MARKETS

Caledon contains costs during crisis

CALEDON Resources revenues fell by 44% to $A67.8 million for the year to December 2009 as the price of coal fell to $US141 a tonne during the global financial crisis.

Lou Caruana
Caledon contains costs during crisis

The company – whose main asset is the Cook coal mine in Queensland – also reported a net loss of $11.4 million for 2009, compared with a profit of $8.2 million for 2008.

But it has contained cash outflows during the downturn and set a sales target of 700,000 tonnes for 2010 based on increased demand and a likely increase in prices for the April 2010 contract year, managing director Mark Trevan said.

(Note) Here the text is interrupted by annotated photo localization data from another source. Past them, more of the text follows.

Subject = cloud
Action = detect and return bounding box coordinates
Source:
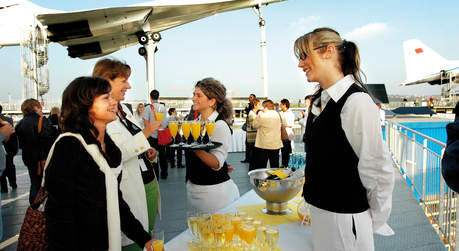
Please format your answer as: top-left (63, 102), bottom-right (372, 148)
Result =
top-left (344, 23), bottom-right (389, 40)
top-left (288, 16), bottom-right (321, 35)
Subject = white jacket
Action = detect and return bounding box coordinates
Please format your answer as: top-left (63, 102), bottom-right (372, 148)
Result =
top-left (107, 103), bottom-right (152, 247)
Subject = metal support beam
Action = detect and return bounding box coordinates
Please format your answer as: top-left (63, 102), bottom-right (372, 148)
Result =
top-left (253, 5), bottom-right (268, 98)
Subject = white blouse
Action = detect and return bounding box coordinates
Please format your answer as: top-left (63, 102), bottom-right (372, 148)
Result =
top-left (309, 74), bottom-right (395, 235)
top-left (200, 110), bottom-right (231, 171)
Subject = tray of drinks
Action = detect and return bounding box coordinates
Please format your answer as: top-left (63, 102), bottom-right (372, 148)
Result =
top-left (169, 141), bottom-right (223, 150)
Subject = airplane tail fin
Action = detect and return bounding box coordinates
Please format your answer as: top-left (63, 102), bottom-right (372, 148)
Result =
top-left (403, 39), bottom-right (447, 81)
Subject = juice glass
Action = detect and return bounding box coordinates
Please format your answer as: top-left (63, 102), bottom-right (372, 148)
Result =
top-left (205, 121), bottom-right (215, 146)
top-left (265, 227), bottom-right (279, 251)
top-left (151, 230), bottom-right (164, 251)
top-left (181, 121), bottom-right (191, 146)
top-left (168, 121), bottom-right (179, 146)
top-left (191, 121), bottom-right (201, 146)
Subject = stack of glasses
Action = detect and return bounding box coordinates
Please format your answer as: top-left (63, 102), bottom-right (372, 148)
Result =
top-left (187, 211), bottom-right (280, 251)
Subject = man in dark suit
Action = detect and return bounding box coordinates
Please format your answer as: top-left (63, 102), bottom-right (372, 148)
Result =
top-left (0, 105), bottom-right (18, 193)
top-left (241, 94), bottom-right (256, 163)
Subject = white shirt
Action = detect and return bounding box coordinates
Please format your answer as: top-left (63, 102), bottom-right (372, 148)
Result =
top-left (309, 74), bottom-right (395, 235)
top-left (281, 109), bottom-right (295, 141)
top-left (200, 111), bottom-right (231, 170)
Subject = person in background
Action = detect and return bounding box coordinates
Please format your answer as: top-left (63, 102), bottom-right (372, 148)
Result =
top-left (299, 95), bottom-right (313, 152)
top-left (250, 100), bottom-right (285, 171)
top-left (0, 119), bottom-right (14, 239)
top-left (295, 27), bottom-right (394, 250)
top-left (93, 58), bottom-right (162, 251)
top-left (0, 105), bottom-right (18, 193)
top-left (185, 78), bottom-right (239, 213)
top-left (185, 104), bottom-right (199, 121)
top-left (44, 77), bottom-right (155, 251)
top-left (280, 99), bottom-right (295, 168)
top-left (143, 90), bottom-right (169, 179)
top-left (15, 99), bottom-right (58, 204)
top-left (48, 106), bottom-right (60, 131)
top-left (134, 103), bottom-right (145, 129)
top-left (241, 94), bottom-right (256, 163)
top-left (274, 102), bottom-right (280, 112)
top-left (167, 108), bottom-right (184, 168)
top-left (246, 99), bottom-right (261, 168)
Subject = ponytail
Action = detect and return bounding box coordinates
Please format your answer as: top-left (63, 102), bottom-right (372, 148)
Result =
top-left (340, 40), bottom-right (367, 89)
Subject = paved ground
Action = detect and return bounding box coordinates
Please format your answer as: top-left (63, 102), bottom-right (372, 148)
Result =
top-left (0, 146), bottom-right (447, 250)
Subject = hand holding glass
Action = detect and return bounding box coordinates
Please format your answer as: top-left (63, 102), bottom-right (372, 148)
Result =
top-left (151, 230), bottom-right (164, 251)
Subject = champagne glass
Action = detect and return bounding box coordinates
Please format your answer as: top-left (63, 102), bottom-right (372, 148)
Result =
top-left (191, 121), bottom-right (201, 147)
top-left (265, 227), bottom-right (279, 251)
top-left (155, 104), bottom-right (166, 121)
top-left (187, 210), bottom-right (199, 239)
top-left (151, 230), bottom-right (164, 251)
top-left (169, 121), bottom-right (179, 147)
top-left (181, 121), bottom-right (191, 147)
top-left (205, 121), bottom-right (215, 146)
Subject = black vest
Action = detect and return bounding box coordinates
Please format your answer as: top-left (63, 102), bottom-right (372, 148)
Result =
top-left (185, 114), bottom-right (231, 185)
top-left (303, 84), bottom-right (370, 214)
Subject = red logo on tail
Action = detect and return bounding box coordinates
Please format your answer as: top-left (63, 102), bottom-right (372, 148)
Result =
top-left (415, 48), bottom-right (423, 54)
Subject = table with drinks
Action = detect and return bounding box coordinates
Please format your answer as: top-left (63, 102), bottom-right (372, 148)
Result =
top-left (165, 189), bottom-right (313, 251)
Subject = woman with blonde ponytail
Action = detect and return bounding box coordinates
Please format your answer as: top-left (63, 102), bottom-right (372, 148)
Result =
top-left (295, 28), bottom-right (394, 250)
top-left (185, 77), bottom-right (240, 213)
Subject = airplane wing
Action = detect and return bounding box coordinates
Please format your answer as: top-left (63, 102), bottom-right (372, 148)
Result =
top-left (36, 0), bottom-right (285, 59)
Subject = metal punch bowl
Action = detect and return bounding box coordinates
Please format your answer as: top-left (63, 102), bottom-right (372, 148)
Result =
top-left (248, 168), bottom-right (305, 215)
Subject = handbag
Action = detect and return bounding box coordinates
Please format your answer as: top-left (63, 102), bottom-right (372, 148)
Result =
top-left (241, 122), bottom-right (247, 132)
top-left (277, 112), bottom-right (289, 141)
top-left (158, 128), bottom-right (172, 146)
top-left (17, 187), bottom-right (48, 250)
top-left (149, 104), bottom-right (172, 146)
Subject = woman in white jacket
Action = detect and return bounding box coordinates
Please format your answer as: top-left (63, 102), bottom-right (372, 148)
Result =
top-left (93, 58), bottom-right (162, 251)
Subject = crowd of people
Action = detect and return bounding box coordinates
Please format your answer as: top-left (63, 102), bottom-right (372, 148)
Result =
top-left (0, 27), bottom-right (399, 251)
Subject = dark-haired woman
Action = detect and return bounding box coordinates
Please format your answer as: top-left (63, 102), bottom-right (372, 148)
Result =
top-left (185, 78), bottom-right (239, 213)
top-left (15, 98), bottom-right (58, 204)
top-left (295, 28), bottom-right (394, 250)
top-left (93, 58), bottom-right (162, 250)
top-left (44, 77), bottom-right (154, 251)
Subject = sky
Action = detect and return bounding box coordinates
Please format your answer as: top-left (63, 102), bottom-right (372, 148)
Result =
top-left (1, 0), bottom-right (459, 103)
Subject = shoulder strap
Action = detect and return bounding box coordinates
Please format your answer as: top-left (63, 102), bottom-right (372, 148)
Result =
top-left (277, 112), bottom-right (283, 126)
top-left (150, 104), bottom-right (157, 120)
top-left (38, 115), bottom-right (44, 134)
top-left (123, 103), bottom-right (133, 114)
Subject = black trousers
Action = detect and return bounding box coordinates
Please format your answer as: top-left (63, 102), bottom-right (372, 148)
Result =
top-left (249, 147), bottom-right (280, 171)
top-left (167, 146), bottom-right (183, 167)
top-left (281, 139), bottom-right (292, 167)
top-left (246, 142), bottom-right (255, 164)
top-left (0, 154), bottom-right (17, 191)
top-left (26, 164), bottom-right (42, 204)
top-left (149, 138), bottom-right (168, 178)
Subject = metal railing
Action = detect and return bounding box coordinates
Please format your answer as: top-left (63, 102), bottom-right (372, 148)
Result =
top-left (386, 120), bottom-right (457, 250)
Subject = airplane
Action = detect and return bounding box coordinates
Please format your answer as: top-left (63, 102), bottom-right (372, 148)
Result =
top-left (0, 0), bottom-right (286, 99)
top-left (402, 39), bottom-right (459, 87)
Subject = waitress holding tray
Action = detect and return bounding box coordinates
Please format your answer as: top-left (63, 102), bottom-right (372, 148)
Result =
top-left (185, 77), bottom-right (240, 213)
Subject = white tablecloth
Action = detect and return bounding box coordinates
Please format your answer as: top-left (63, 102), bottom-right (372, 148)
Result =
top-left (164, 190), bottom-right (313, 251)
top-left (229, 129), bottom-right (246, 152)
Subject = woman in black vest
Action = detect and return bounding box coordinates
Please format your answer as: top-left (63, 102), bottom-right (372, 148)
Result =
top-left (185, 78), bottom-right (240, 213)
top-left (294, 28), bottom-right (394, 250)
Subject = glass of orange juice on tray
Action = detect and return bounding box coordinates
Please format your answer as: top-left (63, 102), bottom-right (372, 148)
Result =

“The first half of 2009 was a difficult period for the coal industry. As the global financial crisis took hold, demand for coal fell and many buyers reneged on offtake agreements, both in terms of price and tonnage,” he said.

“Our response was to reduce manning and costs to the minimum possible while keeping a productive mining team intact and preparing the Cook mine for future expansion. In the last quarter of 2009 demand for coal increased and we have seen the recovery in coal prices continue in the early part of 2010.”

The Cook mine enters 2010 with the Argo South area established and most of the mains development required for the coming year already completed. The ABM25 continuous miner and Prairie mobile haulage system have been refurbished and relocated to Argo South.

Cost of sales was 13% lower than 2008, at $71.8 million. Cost of sales on a unit basis fell from $171/t in the first half to $131/t in the second half, of which $5.50/t was a reduction in the royalty payment due to a lower Australian dollar selling price.

Caledon is seeking opportunities to improve operating efficiencies and production effectiveness to further drive unit costs down to sustainable levels.

Significant operational achievements during the year included driveage of the new mains development roads in the Southern Argo area, implementation of safe and efficient secondary extraction methods, and the safe and effective sealing of a fully extracted panel in Argo North. Very little further mains development will be required to allow production panel development to proceed throughout 2010.

Capital expenditure at Cook was minimised in 2009 with only $2.6 million spent in total. The company spent $1.2 million on completing development of the Southern Argo access, and the balance was spent on a range of minor equipment acquisitions and replacements.

Caledon shares were untraded at 65c this morning.